Please indicate which question you will be addressing in your essay

On November 8, 1987, a bomb planted by the Provisional IRA exploded in a Sunday service in the town of Enniskillen, Northern Ireland, killing eleven and injuring sixty-three. One of the dead was Marie Wilson, a twenty-year-old nursing student. Her father Gordon was buried next to her under six feet of rubble and held her hand as she slipped away. A devout Christian, he told a reporter upon his release from hospital hours later: "I have no desire for revenge or retaliation. Killing the people who killed my daughter will not bring her back.

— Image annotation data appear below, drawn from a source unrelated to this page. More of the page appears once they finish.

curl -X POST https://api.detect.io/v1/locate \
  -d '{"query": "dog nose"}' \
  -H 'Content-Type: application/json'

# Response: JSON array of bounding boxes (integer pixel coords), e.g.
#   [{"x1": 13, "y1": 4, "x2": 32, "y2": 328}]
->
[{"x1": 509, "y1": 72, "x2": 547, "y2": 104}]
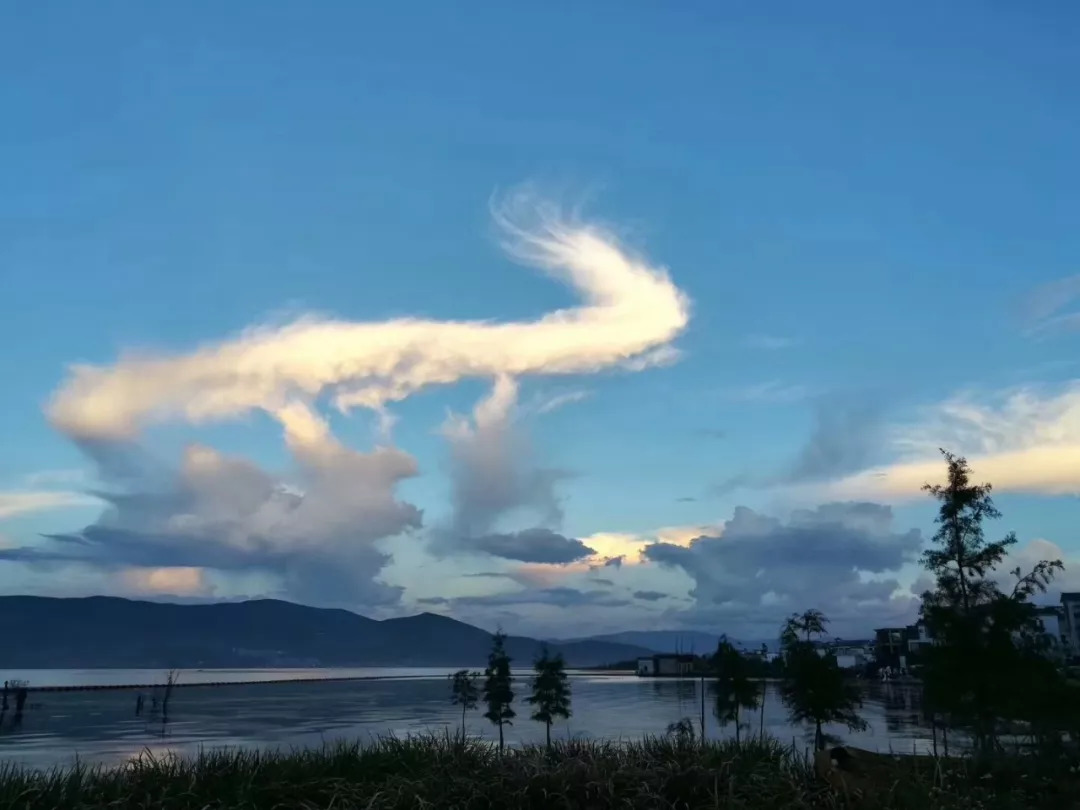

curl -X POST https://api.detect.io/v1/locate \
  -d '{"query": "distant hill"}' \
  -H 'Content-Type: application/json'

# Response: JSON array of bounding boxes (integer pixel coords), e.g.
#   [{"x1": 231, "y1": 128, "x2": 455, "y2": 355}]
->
[
  {"x1": 561, "y1": 630, "x2": 778, "y2": 656},
  {"x1": 0, "y1": 596, "x2": 648, "y2": 669}
]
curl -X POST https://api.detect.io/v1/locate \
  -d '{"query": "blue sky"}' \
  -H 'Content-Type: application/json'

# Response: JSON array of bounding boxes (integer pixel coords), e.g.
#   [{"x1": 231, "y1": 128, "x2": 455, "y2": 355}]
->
[{"x1": 0, "y1": 2, "x2": 1080, "y2": 632}]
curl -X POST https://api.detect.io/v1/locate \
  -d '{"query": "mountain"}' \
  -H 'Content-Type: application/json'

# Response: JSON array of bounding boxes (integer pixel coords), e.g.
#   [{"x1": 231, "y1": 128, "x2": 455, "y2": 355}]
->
[
  {"x1": 561, "y1": 630, "x2": 778, "y2": 656},
  {"x1": 0, "y1": 596, "x2": 649, "y2": 669}
]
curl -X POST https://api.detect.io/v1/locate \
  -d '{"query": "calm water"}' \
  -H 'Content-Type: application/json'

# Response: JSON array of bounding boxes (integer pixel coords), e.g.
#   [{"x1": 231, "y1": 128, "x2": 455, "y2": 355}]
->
[{"x1": 0, "y1": 669, "x2": 930, "y2": 768}]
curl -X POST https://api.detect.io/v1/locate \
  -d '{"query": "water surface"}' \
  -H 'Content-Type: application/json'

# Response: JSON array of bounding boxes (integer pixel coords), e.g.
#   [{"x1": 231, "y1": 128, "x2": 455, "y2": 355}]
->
[{"x1": 0, "y1": 669, "x2": 931, "y2": 768}]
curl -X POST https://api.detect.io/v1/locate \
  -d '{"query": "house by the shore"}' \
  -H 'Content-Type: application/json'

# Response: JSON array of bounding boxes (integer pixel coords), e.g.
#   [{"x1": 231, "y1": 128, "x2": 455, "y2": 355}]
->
[{"x1": 637, "y1": 652, "x2": 698, "y2": 678}]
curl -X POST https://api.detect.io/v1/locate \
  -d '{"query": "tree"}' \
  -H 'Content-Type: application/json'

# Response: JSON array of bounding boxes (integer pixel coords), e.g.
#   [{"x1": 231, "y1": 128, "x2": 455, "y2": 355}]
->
[
  {"x1": 921, "y1": 450, "x2": 1063, "y2": 752},
  {"x1": 525, "y1": 645, "x2": 570, "y2": 748},
  {"x1": 484, "y1": 631, "x2": 516, "y2": 751},
  {"x1": 780, "y1": 610, "x2": 866, "y2": 748},
  {"x1": 450, "y1": 670, "x2": 480, "y2": 740},
  {"x1": 713, "y1": 636, "x2": 758, "y2": 743}
]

So I forgive the bombers and I leave everything to God and I believe someday, I will see my daughter again." Alongside the many messages of appreciation he received came others that were critical: his "loving" offer of forgiveness, they charged, muted the siren call of justice and diminished the worth of the victims.

How would you respond to Gordon's critics? Does forgiveness negate the need for justice? Does forgiveness imply that the wrong that's been done isn't that important?

In the book "Made for Goodness" by Archbishop Desmond Tutu and his daughter Mpho, they say the following: "Forgiveness is not a form of forgetting. It is, rather, a profound form of remembering. When we forgive, we remember who and whose we are. We remember that we are creative beings modeled on a creative God.

When we forgive, we reclaim the power to create. We can create a new relationship with the person who has injured us. We can create a new story of ourselves. When we find the strength to forgive, we are no longer victims. We are survivors."


How is this idea of forgiveness balanced with the need for justice? You are not expected to read the book, however please respond to the quote and write your essay on the ideas of forgiveness and mercy in relationship to justice.